Au sortir des élections législatives, la France est dans une contradiction mortelle : la nécessité de prendre des mesures fortes pour soigner un pays meurtri sinon il risque de se jeter dans les bras du fascisme ; une assemblée sans majorité incapable de les prendre. A défaut de dépasser cette contradiction, c’est la victoire assurée de Marine Le Pen en 2027, avec cette fois une majorité absolue à l’assemblée nationale. Or, aujourd’hui, les deux principales propositions sur la table ne permettent de résoudre cette contradiction. D’un côté Jean-Luc Mélenchon a fait comme si, parce que le NFP était en tête, il avait une majorité absolue pour appliquer « le programme, tout le programme, rien que le programme ». De l’autre celle du camp présidentiel qui évoque une coalition centrale, comme si elle existait en réunissant – au choix- d’Horizon à LFI ou des Républicains au PCF.

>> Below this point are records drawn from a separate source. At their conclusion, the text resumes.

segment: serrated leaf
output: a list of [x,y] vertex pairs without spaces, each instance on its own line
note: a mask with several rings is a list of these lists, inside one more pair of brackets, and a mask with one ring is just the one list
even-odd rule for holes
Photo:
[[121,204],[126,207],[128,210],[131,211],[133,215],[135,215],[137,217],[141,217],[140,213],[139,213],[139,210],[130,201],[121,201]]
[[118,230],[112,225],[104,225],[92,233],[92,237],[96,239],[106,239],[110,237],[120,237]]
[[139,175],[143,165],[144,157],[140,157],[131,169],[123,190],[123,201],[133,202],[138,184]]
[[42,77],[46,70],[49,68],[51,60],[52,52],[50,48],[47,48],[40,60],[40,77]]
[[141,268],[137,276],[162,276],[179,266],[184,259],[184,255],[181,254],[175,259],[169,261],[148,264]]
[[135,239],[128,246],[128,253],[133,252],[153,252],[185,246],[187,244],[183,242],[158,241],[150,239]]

La coalition, le zombie ne marche plus
Ces deux solutions appliquent un vieux logiciel qui est mort et enterré : celui de la cinquième République présidentielle où sont alignés un président, un premier ministre et une majorité à l’assemblée. La Macronie a donné l’illusion, à coup de 49-3, que ce système mort-vivant pouvait perdurer. On sait ce qui est advenu de faire ainsi de la politique zombie.
Même quand il y avait une majorité à l’assemblée, ce système avait failli. Pas à produire des lois mais à ne pas décevoir les français.es. Parce que les majorités étaient godillots, que l’assemblée abdiquait son pouvoir devant l’exécutif, on a vu la gauche trahir au milieu des années 1980 et décevoir durablement les milieux populaires se réfugiant dans une abstention qui continue, ou la macronie trahir sa promesse de dépasser les clivages et d’inventer une politique avec tous les député.es et les corps intermédiaires pour mener la politique des multinationales. Dans les deux cas les assemblées avalisaient ces renoncements et ainsi faisaient le lit du Front National.

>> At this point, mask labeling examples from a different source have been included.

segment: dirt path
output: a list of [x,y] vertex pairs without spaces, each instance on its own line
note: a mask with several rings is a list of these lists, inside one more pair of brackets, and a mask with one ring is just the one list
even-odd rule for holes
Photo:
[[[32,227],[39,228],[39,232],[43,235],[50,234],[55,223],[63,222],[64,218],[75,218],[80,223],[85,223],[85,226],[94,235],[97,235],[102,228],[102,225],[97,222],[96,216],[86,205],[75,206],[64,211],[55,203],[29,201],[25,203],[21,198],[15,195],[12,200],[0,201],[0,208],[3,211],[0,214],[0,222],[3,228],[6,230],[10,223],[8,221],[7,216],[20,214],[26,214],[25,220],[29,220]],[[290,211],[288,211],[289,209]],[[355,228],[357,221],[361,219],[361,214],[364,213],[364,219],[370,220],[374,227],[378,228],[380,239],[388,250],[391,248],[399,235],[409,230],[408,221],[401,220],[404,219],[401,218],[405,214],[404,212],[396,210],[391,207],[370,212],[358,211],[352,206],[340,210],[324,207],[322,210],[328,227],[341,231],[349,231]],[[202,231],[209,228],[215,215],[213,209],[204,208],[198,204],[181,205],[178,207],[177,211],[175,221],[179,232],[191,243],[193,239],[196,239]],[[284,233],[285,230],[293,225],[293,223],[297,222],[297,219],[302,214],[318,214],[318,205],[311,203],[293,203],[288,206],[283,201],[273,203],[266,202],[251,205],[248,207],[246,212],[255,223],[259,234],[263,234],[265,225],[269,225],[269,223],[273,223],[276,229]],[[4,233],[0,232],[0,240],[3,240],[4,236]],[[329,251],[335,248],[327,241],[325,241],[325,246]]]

Ce système n’est plus ni souhaitable, ni possible. De nombreux.ses élu.e.s – notamment écologistes – ont montré le chemin pour indiquer la sortie du paradoxe « nécessité d’agir/pas de de majorité pour le faire » et mettre fin au système zombie de l’alignement président- premier ministre et assemblée aux ordres. Le pouvoir est maintenant à l’assemblée. Mais est-ce suffisant ?

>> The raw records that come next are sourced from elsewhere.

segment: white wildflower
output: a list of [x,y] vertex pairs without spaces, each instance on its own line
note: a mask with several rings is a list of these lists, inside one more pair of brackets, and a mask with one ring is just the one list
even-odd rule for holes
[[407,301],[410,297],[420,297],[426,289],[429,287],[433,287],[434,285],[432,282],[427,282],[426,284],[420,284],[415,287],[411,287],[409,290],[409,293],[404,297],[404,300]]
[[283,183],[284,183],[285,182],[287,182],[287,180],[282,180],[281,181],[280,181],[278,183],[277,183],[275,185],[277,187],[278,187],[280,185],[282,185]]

Réinventer l’assemblé-nationale
Cette assemblée qui n’a appris jusque-là qu’à être inconditionnellement pour ou contre des propositions gouvernementales, est habituée à ne voir repris par le gouvernement quasi-aucune des propositions qu’elle construisait en trans-partisan. Elle va devoir se réinventer. Faute de culture du compromis, il en faut les méthodes et pour cela regarder du côté de la société pour construire différemment sa manière de construire ses projets et ses décisions.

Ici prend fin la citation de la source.